The sheriff did not promise that criminal charges would follow from the process, but he said “the allegations that we have heard [are] completely uncomfortable. “
Florida Governor Ron DeSantis spokesman said the immigrants were “willing to leave Bexar County after being abandoned”.
DeSantis communications director Taryn Fenske said in an emailed statement: “Florida gave them the opportunity to seek out greener pastures within a reserve.
Used as ‘political pawn’: White House
Salazar said his office is working with advocacy groups and private attorneys representing victims and can coordinate with federal authorities as needed.
DeSantis, who will be re-elected in November and is considered a possible presidential candidate in 2024, announced recognition for two flights from San Antonio, while also criticizing the General Democratic President Joe Biden handles record numbers of US-Mexico border crossings.
DeSantis joins Republican governors from Texas and Arizona in sending migrants to Democratic-controlled cities, who have sent migrants to cities like New York, Chicago and Washington, DC
DeSantis said last week that Florida paid to bring migrants to Martha’s Vineyard because many of the migrants to Florida came from Texas.
The Biden administration has said Republicans are using migrants as “political pawns”.
While details of how the flights were arranged and paid for were still unclear, one migrant told Reuters he and his family were employed outside a migrant assistance center in San Antonio and promised housing, 90-day support, work permit help and English learning. He said they were surprised when their flight landed on an island known for its summer getaways, mostly populated by wealthy, free Americans.
When it happens7:05Florida governor uses families as ‘pawns’ with Martha’s Vineyard stunt: Democrats
U.S. border agents made nearly two million migrant arrests throughout August at the U.S.-Mexico border this fiscal year, which began last October, according to government data released today. Monday.
They include a growing number of Cubans, Nicaraguans, Venezuelans and others who cannot be deported to Mexico under a public health order in place since the start of the COVID pandemic, known as Title 42 Republicans generally support keeping the order in place, but many Democrats and refugee advocates have said it encourages repeat border crossing efforts instead of bringing them into the system. refugees to hear their claims.

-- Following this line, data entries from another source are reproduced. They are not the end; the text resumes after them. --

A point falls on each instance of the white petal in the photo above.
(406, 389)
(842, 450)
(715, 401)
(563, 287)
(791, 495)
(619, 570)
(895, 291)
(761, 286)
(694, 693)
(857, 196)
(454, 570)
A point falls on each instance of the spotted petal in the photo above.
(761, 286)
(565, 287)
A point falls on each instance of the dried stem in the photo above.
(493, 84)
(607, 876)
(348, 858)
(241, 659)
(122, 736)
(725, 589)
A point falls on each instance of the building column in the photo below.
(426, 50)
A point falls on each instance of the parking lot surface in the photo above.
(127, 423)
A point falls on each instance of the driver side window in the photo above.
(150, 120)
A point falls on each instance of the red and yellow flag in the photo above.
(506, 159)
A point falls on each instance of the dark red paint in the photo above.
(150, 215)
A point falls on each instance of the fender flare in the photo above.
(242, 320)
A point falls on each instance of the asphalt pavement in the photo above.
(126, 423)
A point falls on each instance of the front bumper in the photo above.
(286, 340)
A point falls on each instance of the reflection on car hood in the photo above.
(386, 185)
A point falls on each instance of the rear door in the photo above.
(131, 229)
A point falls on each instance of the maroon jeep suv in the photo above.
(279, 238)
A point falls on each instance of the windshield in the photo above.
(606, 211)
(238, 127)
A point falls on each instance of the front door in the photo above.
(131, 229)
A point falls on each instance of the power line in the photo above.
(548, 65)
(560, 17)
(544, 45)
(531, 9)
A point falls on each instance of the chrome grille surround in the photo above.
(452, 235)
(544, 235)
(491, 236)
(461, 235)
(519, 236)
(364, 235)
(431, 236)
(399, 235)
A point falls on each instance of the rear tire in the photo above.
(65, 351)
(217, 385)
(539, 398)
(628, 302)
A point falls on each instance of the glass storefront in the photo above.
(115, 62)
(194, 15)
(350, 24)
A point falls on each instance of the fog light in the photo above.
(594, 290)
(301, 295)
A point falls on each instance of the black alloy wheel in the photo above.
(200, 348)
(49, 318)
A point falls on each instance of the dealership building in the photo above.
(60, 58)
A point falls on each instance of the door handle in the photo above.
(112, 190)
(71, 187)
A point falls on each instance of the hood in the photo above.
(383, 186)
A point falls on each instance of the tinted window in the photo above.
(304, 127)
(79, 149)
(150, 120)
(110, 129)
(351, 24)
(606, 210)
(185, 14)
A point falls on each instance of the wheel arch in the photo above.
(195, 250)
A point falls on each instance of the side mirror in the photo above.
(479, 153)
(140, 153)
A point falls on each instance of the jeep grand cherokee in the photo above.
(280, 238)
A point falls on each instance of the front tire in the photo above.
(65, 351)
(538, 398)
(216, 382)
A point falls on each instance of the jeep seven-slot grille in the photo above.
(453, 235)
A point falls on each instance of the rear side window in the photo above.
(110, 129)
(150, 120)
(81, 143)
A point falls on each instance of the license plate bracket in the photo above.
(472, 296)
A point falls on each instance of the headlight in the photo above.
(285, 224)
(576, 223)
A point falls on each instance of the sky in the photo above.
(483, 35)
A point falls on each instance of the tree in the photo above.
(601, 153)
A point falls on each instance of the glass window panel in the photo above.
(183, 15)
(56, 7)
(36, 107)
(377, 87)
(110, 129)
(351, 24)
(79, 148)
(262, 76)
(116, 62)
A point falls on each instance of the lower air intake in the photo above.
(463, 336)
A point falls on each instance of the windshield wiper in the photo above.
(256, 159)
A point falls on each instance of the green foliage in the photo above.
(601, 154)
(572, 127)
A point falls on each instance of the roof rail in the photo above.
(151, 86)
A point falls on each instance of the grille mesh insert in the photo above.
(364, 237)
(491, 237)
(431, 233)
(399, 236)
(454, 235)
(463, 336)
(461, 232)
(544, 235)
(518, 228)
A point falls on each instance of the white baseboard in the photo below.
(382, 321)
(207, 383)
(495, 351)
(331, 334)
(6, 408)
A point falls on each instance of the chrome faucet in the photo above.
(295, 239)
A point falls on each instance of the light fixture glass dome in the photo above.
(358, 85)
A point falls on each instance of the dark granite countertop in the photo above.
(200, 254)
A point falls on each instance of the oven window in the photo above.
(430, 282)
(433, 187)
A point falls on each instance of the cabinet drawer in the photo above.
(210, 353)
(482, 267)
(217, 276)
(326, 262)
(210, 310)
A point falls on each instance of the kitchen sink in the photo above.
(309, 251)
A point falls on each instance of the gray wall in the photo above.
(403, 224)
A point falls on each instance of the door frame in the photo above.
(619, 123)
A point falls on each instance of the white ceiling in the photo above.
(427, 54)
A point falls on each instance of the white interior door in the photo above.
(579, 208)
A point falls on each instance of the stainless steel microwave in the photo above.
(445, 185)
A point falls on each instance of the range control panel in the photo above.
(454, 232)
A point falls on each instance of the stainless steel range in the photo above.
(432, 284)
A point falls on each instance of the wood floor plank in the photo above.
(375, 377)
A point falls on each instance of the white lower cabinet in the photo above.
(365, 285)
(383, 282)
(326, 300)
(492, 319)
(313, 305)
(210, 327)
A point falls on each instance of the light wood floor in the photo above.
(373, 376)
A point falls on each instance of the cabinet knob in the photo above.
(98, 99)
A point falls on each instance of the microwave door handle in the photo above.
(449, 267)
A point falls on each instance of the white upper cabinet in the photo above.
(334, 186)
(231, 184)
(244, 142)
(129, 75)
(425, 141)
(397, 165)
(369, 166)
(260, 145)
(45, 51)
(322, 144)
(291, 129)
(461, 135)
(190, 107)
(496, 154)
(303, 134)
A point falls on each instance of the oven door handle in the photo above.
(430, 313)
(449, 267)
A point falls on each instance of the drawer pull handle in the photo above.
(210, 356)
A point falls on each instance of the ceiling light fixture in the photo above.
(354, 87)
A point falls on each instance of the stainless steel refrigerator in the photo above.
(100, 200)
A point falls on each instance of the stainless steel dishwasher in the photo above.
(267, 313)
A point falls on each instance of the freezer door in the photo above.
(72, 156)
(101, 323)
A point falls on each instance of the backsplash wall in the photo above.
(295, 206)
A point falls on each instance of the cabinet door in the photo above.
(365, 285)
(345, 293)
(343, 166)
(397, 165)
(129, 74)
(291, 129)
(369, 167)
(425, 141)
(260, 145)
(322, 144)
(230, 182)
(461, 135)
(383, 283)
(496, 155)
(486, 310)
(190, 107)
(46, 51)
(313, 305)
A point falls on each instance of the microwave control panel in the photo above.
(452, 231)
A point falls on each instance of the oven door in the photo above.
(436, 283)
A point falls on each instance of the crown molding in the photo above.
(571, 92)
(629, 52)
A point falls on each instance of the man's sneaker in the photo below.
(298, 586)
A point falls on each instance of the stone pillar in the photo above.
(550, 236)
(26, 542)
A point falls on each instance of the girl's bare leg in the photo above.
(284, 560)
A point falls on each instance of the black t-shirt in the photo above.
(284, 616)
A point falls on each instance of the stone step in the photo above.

The Biden administration’s attempt to end Title 42 in May was blocked by the courts, at least temporarily, after legal action was brought by 24 Republican-administered states, who oppose the plan.
The early months of the pandemic have led to delays in court hearings, exacerbating a situation in an already overwhelmed US system for adjudicating asylum claims. According to data from Syracuse University’s Transactional Records Access Clearinghouse, the backlog in immigration courts amounts to more than 1.9 million cases, with an average processing time of more than four years per case.
About 6.8 million Venezuelans have fled their homeland since the economic crisis took hold in 2014 for the country of 28 million people. Most have gone to neighboring countries in Latin America and the Caribbean, including more than 2.4 million in neighboring Colombia.